To Miller and other White House officials, it was another instance in which the law and machinations of government were getting in the way of needed changes. And they think there are many others.
In November, as Trump railed publicly about the dangers of migrant caravans from Central America, a top White House domestic policy adviser floated the idea of taking migrants who had been apprehended to sanctuary cities represented by Democrats. Homeland security officials, who saw the idea as political retribution, resisted.
In an email, Matthew Albence, acting deputy director of ICE, said it would create “an unnecessary operational burden” and that transporting the migrants to a different location was not “a justified expenditure.” Lawyers at the Department of Homeland Security, including Mitnick, also questioned the idea’s legality.
The idea was dropped until last week, when news stories about the rejected proposal prompted Trump to say his administration was still considering the option.
Trump has also not given up on the idea of shutting down the southern border, a move economists have said would be catastrophic and halt nearly $1.7 billion of goods and services that flow across the border each day.
Even as Trump retreated publicly and said he would give Mexico a year to do more to prevent migrants from reaching the U.S. border, he has made it clear to his advisers privately that the closing was still on the table.
His insistence increased the friction with his top immigration officials, especially Nielsen, who tried to talk him out of closing the ports of entry and refusing to grant asylum. Nielsen explained why she could not do that, citing economic and legal issues — banning migrants from seeking asylum would be against the law.

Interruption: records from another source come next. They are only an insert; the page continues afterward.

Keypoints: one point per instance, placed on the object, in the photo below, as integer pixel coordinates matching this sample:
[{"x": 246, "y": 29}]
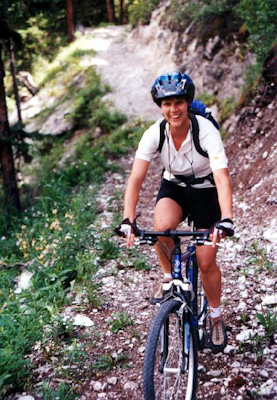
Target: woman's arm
[
  {"x": 224, "y": 190},
  {"x": 135, "y": 181}
]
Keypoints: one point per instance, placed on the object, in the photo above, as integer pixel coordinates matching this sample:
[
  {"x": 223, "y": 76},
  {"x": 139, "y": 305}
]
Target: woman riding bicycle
[{"x": 206, "y": 201}]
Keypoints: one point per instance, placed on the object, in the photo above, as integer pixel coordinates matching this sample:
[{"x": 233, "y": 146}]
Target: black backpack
[{"x": 196, "y": 108}]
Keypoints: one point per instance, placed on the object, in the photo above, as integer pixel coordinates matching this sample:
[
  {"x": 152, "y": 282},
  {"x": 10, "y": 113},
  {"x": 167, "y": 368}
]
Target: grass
[
  {"x": 56, "y": 236},
  {"x": 120, "y": 321}
]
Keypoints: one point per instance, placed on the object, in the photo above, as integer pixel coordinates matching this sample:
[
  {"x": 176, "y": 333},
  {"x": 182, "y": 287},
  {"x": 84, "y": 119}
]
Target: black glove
[
  {"x": 224, "y": 225},
  {"x": 126, "y": 228}
]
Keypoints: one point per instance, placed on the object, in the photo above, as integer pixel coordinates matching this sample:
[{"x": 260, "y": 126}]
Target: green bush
[{"x": 139, "y": 11}]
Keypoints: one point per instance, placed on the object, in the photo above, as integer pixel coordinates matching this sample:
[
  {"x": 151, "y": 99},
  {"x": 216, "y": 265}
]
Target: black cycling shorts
[{"x": 199, "y": 205}]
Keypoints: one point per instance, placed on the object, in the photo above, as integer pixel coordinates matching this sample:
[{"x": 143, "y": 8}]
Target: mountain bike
[{"x": 178, "y": 328}]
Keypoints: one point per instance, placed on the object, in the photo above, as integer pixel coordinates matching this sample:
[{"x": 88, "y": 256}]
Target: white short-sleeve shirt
[{"x": 186, "y": 161}]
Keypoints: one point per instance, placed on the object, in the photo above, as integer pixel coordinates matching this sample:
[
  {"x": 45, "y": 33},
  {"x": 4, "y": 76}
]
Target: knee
[{"x": 207, "y": 266}]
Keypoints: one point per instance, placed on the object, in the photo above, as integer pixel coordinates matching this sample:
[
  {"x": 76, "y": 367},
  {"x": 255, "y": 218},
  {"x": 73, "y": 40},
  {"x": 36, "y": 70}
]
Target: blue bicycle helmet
[{"x": 172, "y": 84}]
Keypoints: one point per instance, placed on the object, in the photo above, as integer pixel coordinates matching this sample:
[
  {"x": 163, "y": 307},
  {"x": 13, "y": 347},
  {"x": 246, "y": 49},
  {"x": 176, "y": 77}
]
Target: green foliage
[
  {"x": 260, "y": 17},
  {"x": 120, "y": 321},
  {"x": 258, "y": 257},
  {"x": 139, "y": 11}
]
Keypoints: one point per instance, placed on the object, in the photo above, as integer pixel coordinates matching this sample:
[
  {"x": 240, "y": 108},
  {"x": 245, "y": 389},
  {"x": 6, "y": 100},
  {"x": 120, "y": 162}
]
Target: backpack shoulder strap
[
  {"x": 162, "y": 135},
  {"x": 195, "y": 135}
]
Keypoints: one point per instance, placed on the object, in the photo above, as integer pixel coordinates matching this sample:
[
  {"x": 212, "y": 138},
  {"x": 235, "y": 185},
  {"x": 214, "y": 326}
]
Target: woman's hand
[{"x": 221, "y": 229}]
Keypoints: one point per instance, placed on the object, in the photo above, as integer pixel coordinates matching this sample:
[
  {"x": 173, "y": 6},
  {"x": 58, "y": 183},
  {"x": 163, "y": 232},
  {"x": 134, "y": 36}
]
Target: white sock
[{"x": 215, "y": 312}]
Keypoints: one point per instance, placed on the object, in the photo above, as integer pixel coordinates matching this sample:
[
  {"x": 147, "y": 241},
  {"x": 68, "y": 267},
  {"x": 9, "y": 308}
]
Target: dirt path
[
  {"x": 246, "y": 369},
  {"x": 122, "y": 65}
]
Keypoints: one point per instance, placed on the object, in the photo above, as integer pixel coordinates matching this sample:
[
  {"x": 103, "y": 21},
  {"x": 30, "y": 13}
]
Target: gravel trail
[{"x": 246, "y": 369}]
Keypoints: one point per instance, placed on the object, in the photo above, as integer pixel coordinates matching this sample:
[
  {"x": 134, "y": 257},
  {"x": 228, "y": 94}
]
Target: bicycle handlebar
[{"x": 199, "y": 236}]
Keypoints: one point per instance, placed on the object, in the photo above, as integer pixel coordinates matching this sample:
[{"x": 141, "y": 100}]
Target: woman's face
[{"x": 175, "y": 111}]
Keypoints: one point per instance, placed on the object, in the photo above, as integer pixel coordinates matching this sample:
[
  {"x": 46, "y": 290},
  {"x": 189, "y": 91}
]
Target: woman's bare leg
[{"x": 168, "y": 215}]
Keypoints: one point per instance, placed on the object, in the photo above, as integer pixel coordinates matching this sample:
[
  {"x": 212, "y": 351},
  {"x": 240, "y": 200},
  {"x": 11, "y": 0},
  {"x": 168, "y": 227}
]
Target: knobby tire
[{"x": 165, "y": 348}]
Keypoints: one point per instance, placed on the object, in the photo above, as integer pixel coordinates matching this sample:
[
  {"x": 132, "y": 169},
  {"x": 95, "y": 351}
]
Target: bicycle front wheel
[{"x": 170, "y": 362}]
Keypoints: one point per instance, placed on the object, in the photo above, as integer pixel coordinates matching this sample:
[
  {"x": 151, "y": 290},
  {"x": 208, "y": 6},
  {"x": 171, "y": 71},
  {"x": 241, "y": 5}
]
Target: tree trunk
[
  {"x": 110, "y": 10},
  {"x": 69, "y": 19},
  {"x": 122, "y": 12},
  {"x": 15, "y": 85},
  {"x": 10, "y": 188}
]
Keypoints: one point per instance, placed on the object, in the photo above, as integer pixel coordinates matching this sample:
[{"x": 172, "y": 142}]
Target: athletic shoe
[
  {"x": 218, "y": 336},
  {"x": 161, "y": 291}
]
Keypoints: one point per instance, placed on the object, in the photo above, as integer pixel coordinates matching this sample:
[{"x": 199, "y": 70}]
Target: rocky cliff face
[
  {"x": 216, "y": 65},
  {"x": 217, "y": 68}
]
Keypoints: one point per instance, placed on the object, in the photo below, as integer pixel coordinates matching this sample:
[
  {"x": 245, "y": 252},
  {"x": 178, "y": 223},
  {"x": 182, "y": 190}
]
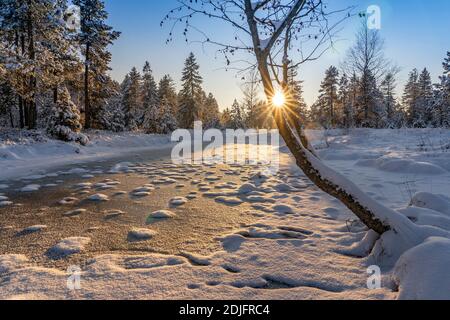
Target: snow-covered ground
[
  {"x": 29, "y": 153},
  {"x": 303, "y": 244}
]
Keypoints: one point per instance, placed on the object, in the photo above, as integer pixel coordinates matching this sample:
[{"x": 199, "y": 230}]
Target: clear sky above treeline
[{"x": 417, "y": 34}]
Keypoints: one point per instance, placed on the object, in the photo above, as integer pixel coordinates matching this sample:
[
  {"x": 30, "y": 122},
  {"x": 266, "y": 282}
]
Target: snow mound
[
  {"x": 434, "y": 202},
  {"x": 283, "y": 209},
  {"x": 74, "y": 213},
  {"x": 422, "y": 272},
  {"x": 31, "y": 188},
  {"x": 5, "y": 204},
  {"x": 232, "y": 243},
  {"x": 232, "y": 201},
  {"x": 67, "y": 201},
  {"x": 140, "y": 234},
  {"x": 70, "y": 246},
  {"x": 390, "y": 164},
  {"x": 98, "y": 197},
  {"x": 247, "y": 188},
  {"x": 162, "y": 214},
  {"x": 9, "y": 263},
  {"x": 34, "y": 229},
  {"x": 178, "y": 201}
]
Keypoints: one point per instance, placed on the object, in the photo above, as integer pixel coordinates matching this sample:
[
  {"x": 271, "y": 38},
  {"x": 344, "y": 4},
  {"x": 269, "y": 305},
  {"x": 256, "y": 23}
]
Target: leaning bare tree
[{"x": 281, "y": 35}]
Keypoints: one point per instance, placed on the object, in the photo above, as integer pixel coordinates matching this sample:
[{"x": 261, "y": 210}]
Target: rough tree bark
[
  {"x": 87, "y": 103},
  {"x": 299, "y": 147}
]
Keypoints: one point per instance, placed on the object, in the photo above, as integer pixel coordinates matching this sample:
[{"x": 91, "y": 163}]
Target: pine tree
[
  {"x": 441, "y": 110},
  {"x": 190, "y": 97},
  {"x": 325, "y": 108},
  {"x": 95, "y": 38},
  {"x": 410, "y": 100},
  {"x": 210, "y": 113},
  {"x": 388, "y": 89},
  {"x": 168, "y": 102},
  {"x": 110, "y": 115},
  {"x": 64, "y": 122},
  {"x": 346, "y": 102},
  {"x": 7, "y": 102},
  {"x": 132, "y": 99},
  {"x": 425, "y": 98},
  {"x": 237, "y": 116},
  {"x": 295, "y": 102},
  {"x": 167, "y": 92},
  {"x": 40, "y": 54},
  {"x": 151, "y": 102},
  {"x": 225, "y": 118}
]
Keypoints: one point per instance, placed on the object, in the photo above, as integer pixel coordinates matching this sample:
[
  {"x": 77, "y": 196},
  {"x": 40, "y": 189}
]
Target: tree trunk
[
  {"x": 11, "y": 118},
  {"x": 302, "y": 160},
  {"x": 32, "y": 117},
  {"x": 21, "y": 119},
  {"x": 87, "y": 107}
]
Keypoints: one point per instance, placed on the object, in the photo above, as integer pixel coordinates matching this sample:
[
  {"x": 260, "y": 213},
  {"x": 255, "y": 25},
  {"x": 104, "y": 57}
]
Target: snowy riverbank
[
  {"x": 304, "y": 244},
  {"x": 30, "y": 153}
]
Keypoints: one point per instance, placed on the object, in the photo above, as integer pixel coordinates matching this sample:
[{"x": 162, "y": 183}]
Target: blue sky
[{"x": 417, "y": 34}]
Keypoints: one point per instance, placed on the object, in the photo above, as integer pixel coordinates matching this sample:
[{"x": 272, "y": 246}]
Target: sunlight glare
[{"x": 279, "y": 100}]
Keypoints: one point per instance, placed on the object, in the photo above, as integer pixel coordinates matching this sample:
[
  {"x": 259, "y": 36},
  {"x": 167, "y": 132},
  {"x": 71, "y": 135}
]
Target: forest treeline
[{"x": 56, "y": 78}]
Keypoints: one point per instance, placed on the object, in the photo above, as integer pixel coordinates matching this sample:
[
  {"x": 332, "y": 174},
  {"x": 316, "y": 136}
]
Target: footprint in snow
[
  {"x": 67, "y": 247},
  {"x": 67, "y": 201},
  {"x": 31, "y": 188},
  {"x": 141, "y": 234},
  {"x": 74, "y": 213},
  {"x": 98, "y": 198},
  {"x": 31, "y": 230},
  {"x": 178, "y": 201}
]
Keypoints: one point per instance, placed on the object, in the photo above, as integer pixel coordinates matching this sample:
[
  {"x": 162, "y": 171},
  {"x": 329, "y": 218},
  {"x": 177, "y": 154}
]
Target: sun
[{"x": 279, "y": 99}]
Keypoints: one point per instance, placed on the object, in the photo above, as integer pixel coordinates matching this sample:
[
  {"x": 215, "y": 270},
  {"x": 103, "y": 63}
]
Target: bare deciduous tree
[{"x": 271, "y": 31}]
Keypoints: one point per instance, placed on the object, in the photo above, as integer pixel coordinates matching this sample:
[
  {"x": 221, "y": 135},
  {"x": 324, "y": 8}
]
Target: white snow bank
[
  {"x": 422, "y": 272},
  {"x": 70, "y": 246},
  {"x": 12, "y": 262},
  {"x": 24, "y": 156},
  {"x": 431, "y": 201},
  {"x": 139, "y": 234},
  {"x": 161, "y": 214},
  {"x": 397, "y": 165}
]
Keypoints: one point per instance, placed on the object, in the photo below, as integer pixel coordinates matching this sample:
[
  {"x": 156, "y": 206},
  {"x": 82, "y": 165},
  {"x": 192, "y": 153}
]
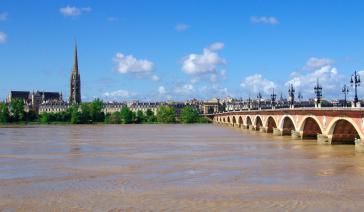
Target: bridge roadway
[{"x": 327, "y": 125}]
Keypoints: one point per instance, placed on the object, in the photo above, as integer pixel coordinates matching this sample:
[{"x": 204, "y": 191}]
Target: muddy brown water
[{"x": 173, "y": 168}]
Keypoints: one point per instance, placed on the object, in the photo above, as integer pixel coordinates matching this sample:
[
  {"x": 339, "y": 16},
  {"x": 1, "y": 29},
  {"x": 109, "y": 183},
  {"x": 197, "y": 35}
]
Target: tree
[
  {"x": 85, "y": 115},
  {"x": 189, "y": 115},
  {"x": 17, "y": 110},
  {"x": 127, "y": 116},
  {"x": 74, "y": 114},
  {"x": 140, "y": 117},
  {"x": 4, "y": 113},
  {"x": 96, "y": 111},
  {"x": 114, "y": 118},
  {"x": 166, "y": 114},
  {"x": 150, "y": 117}
]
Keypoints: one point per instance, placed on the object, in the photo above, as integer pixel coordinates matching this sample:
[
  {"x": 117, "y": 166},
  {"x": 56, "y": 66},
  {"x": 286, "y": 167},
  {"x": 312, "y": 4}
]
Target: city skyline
[{"x": 159, "y": 51}]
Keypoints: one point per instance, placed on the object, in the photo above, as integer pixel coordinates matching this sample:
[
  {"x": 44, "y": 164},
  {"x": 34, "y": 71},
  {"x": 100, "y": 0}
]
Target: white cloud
[
  {"x": 3, "y": 16},
  {"x": 205, "y": 63},
  {"x": 315, "y": 63},
  {"x": 216, "y": 46},
  {"x": 73, "y": 11},
  {"x": 264, "y": 20},
  {"x": 128, "y": 64},
  {"x": 328, "y": 76},
  {"x": 256, "y": 83},
  {"x": 181, "y": 27},
  {"x": 112, "y": 19},
  {"x": 185, "y": 89},
  {"x": 162, "y": 90},
  {"x": 119, "y": 93},
  {"x": 3, "y": 37}
]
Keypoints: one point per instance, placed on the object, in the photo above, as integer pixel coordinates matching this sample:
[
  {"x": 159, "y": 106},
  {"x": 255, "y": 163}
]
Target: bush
[
  {"x": 166, "y": 114},
  {"x": 189, "y": 115}
]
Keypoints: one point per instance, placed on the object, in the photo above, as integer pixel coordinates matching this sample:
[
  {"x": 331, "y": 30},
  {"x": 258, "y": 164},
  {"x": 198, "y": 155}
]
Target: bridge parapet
[{"x": 327, "y": 125}]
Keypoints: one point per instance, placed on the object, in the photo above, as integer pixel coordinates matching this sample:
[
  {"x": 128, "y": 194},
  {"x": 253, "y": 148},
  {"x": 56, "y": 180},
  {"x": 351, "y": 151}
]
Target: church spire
[{"x": 75, "y": 61}]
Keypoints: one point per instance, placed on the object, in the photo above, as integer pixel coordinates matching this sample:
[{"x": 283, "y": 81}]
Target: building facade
[{"x": 75, "y": 82}]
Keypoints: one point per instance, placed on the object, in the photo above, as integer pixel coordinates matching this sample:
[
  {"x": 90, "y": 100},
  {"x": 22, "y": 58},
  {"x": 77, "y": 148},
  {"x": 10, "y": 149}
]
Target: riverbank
[{"x": 173, "y": 167}]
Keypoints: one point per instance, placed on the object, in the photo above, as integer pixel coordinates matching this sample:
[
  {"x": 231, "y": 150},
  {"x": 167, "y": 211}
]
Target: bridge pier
[
  {"x": 359, "y": 145},
  {"x": 296, "y": 135},
  {"x": 323, "y": 139},
  {"x": 277, "y": 132},
  {"x": 263, "y": 129}
]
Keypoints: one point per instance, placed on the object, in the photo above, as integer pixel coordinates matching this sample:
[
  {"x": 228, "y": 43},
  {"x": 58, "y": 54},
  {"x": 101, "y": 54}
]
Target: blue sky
[{"x": 158, "y": 50}]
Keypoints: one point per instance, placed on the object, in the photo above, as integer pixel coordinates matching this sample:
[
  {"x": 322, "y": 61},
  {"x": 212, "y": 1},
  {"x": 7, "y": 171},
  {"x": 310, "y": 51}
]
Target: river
[{"x": 173, "y": 168}]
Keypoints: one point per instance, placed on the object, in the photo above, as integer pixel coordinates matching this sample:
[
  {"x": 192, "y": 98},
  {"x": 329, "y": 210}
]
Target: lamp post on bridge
[
  {"x": 345, "y": 90},
  {"x": 318, "y": 92},
  {"x": 300, "y": 97},
  {"x": 291, "y": 91},
  {"x": 259, "y": 97},
  {"x": 355, "y": 81},
  {"x": 273, "y": 97}
]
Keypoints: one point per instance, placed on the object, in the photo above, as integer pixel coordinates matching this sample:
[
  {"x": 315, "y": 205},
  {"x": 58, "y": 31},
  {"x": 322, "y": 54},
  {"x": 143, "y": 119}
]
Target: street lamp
[
  {"x": 345, "y": 90},
  {"x": 291, "y": 91},
  {"x": 355, "y": 81},
  {"x": 259, "y": 96},
  {"x": 300, "y": 97},
  {"x": 273, "y": 97}
]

When Nielsen did not give the president the answer he sought, he turned to Kevin McAleenan, commissioner of Customs and Border Protection, and asked him to stop migrants from entering the country. Trump told McAleenan that he would pardon him if he ran into any legal problems, according to officials familiar with the conversation — though he denied it in a tweet Saturday night.
Nielsen’s refusal to shut down the southern border appeared to be the final straw for Trump. After forcing her resignation, he named McAleenan acting secretary of the department.
But Miller remains unsatisfied. Lately, he has made clear to immigration officials and others in the White House that he remains frustrated with the still-pending regulation on welfare benefits for immigrants. After nearly two years of painstaking work and more than 200,000 public comments, the 447-page rule is on track to eventually be published.
And it is not clear that the political bloodletting is over. Cissna and Mitnick remain in bureaucratic limbo, having received neither their walking papers nor an explicit stay of execution. While McAleenan is now the acting secretary of homeland security, rumors persist that Trump may want someone else to be the permanent head of the department.
Inside the immigration agencies, there is a persistent rumor that Trump may yet name an immigration czar to better coordinate — or, some believe, control — the sprawling immigration bureaucracy.